Manieren bei Sport und Spiel
Natürlich wird der Exige in seltenen Fällen als Gebrauchsauto dienen, aber er bietet die elementarsten Komfortmerkmale. Er ist sogar derlei gut ausgewogen, dass die Fahrt mit ihm nie anstrengend wirkt, eher erfrischend. Und man kann im Exige 410 entspannt längere Wege zur Rennstrecke fahren, um hier nach einigen Klicks am verstellbaren Fahrwerk sich seine Abstimmung anzupassen, den Helm aufzusetzen und einen Trackday zu bestreiten. Es tönt recht unglaubhaft, aber mit diesem Auto lassen sich längere Distanzen so zurücklegen, dass man selbst am Zielort noch eine gute Falle macht. Da spielt das leichte Gewicht und die in typischer Lotus-Manier sehr «arbeitsfreudige» Aufhängung eine wichtige Rolle. Der Exige Sport 410 ist kein bretthart gefederter Rennhobel.
Erfolgsmodell
82 Lotus konnten die Schweizer Händler im vergangenen Geschäftsjahr hierzulande absetzen. Der Exige gehört im Modell-Line-up von Elise-Exige-Evora zu den eindeutigen Favoriten. Der Exige Sport 410 dürfte diese Position noch bekräftigen, denn das Package stimmt, sowohl auf dem Papier wie auf der Strasse und auf der Rennstrecke.

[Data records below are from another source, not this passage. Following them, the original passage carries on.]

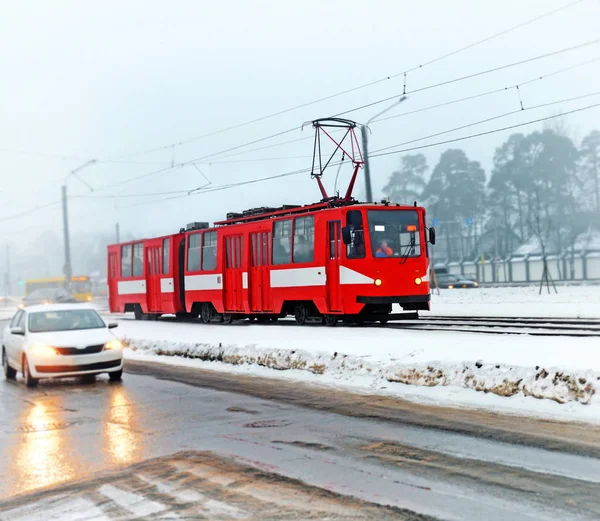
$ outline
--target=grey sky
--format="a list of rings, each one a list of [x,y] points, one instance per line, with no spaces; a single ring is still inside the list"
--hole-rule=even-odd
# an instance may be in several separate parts
[[[282,1],[23,1],[0,0],[0,232],[18,242],[42,229],[61,233],[60,208],[3,221],[57,202],[65,174],[89,158],[114,158],[167,146],[377,80],[435,58],[568,3],[567,0],[302,0]],[[408,75],[408,91],[598,37],[600,2],[586,0],[559,14]],[[389,115],[520,83],[600,57],[592,45],[531,64],[409,96]],[[521,89],[525,107],[600,91],[600,61]],[[402,77],[176,147],[183,162],[278,131],[298,130],[257,146],[311,135],[303,122],[402,91]],[[600,96],[553,105],[442,136],[459,137],[570,110]],[[366,121],[385,105],[347,115]],[[519,108],[514,90],[395,118],[372,126],[375,150]],[[600,127],[600,108],[569,116],[574,139]],[[525,127],[523,132],[541,128]],[[458,143],[491,166],[509,132]],[[431,140],[436,141],[436,140]],[[427,141],[423,142],[427,143]],[[419,143],[421,144],[421,143]],[[255,148],[255,147],[249,147]],[[425,151],[430,166],[447,147]],[[240,149],[242,151],[242,149]],[[309,166],[311,142],[300,141],[198,165],[213,185]],[[50,157],[56,154],[65,158]],[[168,166],[171,149],[100,163],[81,172],[96,188]],[[399,156],[374,159],[379,194]],[[335,171],[325,179],[333,188]],[[343,185],[347,176],[344,178]],[[139,194],[204,183],[192,167],[88,194],[71,179],[72,195]],[[363,179],[359,180],[362,188]],[[119,221],[135,234],[167,233],[227,211],[319,198],[308,174],[268,183],[132,206],[157,198],[79,199],[70,205],[73,232],[106,231]],[[117,208],[115,208],[117,206]]]

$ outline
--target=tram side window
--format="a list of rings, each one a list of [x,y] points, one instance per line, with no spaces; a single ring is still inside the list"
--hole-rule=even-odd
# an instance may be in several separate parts
[[[217,232],[202,234],[202,269],[217,269]]]
[[[121,246],[121,277],[131,277],[131,244]]]
[[[315,258],[315,218],[297,217],[294,221],[294,262],[313,262]]]
[[[171,251],[171,239],[163,239],[163,244],[162,244],[162,254],[163,254],[162,273],[163,273],[163,275],[169,274],[169,261],[171,259],[170,251]]]
[[[133,245],[133,276],[141,277],[144,274],[144,244],[138,242]]]
[[[351,210],[346,214],[346,226],[350,228],[352,238],[350,244],[346,245],[346,257],[348,259],[364,259],[365,231],[360,210]]]
[[[200,270],[200,234],[199,233],[193,233],[188,236],[187,269],[188,269],[188,271],[199,271]]]
[[[292,220],[277,221],[273,226],[273,265],[289,264],[291,254]]]

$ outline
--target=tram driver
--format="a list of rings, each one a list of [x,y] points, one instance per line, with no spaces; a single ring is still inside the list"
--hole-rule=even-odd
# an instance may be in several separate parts
[[[375,252],[375,257],[391,257],[394,255],[394,250],[390,248],[390,245],[386,239],[383,239],[379,243],[379,248]]]

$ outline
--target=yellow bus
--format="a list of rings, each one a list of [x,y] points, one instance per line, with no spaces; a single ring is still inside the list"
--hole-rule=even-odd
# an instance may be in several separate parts
[[[65,277],[46,277],[25,281],[25,296],[36,289],[64,288]],[[76,300],[90,302],[92,300],[92,282],[86,275],[71,277],[71,292]]]

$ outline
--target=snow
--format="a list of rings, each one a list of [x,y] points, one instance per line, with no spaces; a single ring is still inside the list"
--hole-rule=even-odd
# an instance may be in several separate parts
[[[431,296],[432,315],[600,318],[600,285],[440,289]],[[397,311],[400,311],[398,309]],[[422,313],[426,316],[426,313]]]
[[[600,423],[597,338],[122,321],[127,358]]]

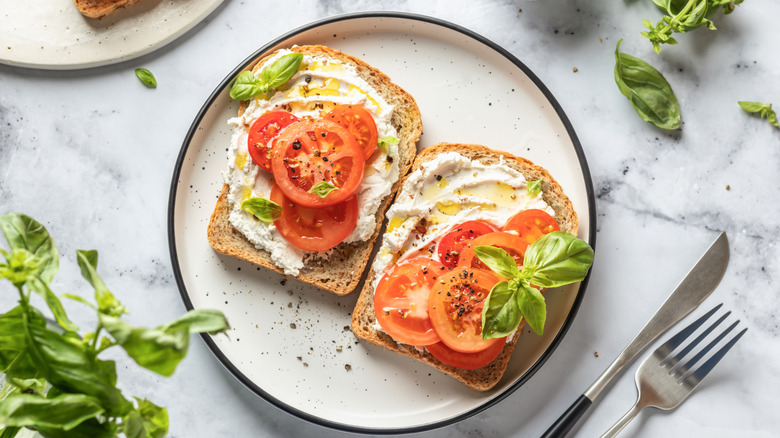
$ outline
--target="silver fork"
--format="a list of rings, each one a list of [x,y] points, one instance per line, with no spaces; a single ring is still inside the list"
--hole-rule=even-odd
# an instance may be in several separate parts
[[[626,425],[636,417],[636,415],[645,407],[655,407],[663,410],[674,409],[680,405],[693,391],[694,388],[701,382],[715,365],[723,358],[723,356],[737,343],[739,338],[745,334],[747,328],[742,329],[731,340],[729,340],[720,350],[713,353],[710,358],[704,362],[700,367],[693,369],[698,363],[715,345],[723,340],[726,335],[731,332],[734,327],[739,324],[739,320],[727,327],[721,334],[712,340],[707,346],[696,353],[688,362],[680,364],[680,361],[691,352],[710,332],[712,332],[718,324],[723,322],[731,312],[726,312],[712,325],[707,327],[696,339],[692,340],[688,345],[683,347],[677,354],[672,356],[677,347],[681,346],[683,342],[687,341],[689,337],[696,331],[704,322],[715,312],[720,309],[723,304],[718,304],[714,309],[707,312],[704,316],[697,319],[688,327],[682,329],[679,333],[672,336],[665,344],[656,349],[653,354],[650,355],[642,365],[639,366],[639,370],[636,372],[636,387],[639,391],[634,407],[626,412],[623,417],[618,420],[609,430],[607,430],[601,438],[610,438],[617,436],[617,434],[623,430]]]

Zum 70-Jahr-Jubiläum haben die Autobauer aus Hethel noch nicht das grosse Feuerwerk gezündet, dazu ist es laut CEO Jean-Marc Gales noch zu früh im Prozess der Integration von Lotus in den neuen Mutterkonzern Geely. Aber die Tatsache, dass die kleine Manufaktur erneut in der Gewinnzone operiert, ist ein wichtiges Geburtstagsgeschenk für die Marke von Gründer und Rennwagen-Genius Colin Chapman.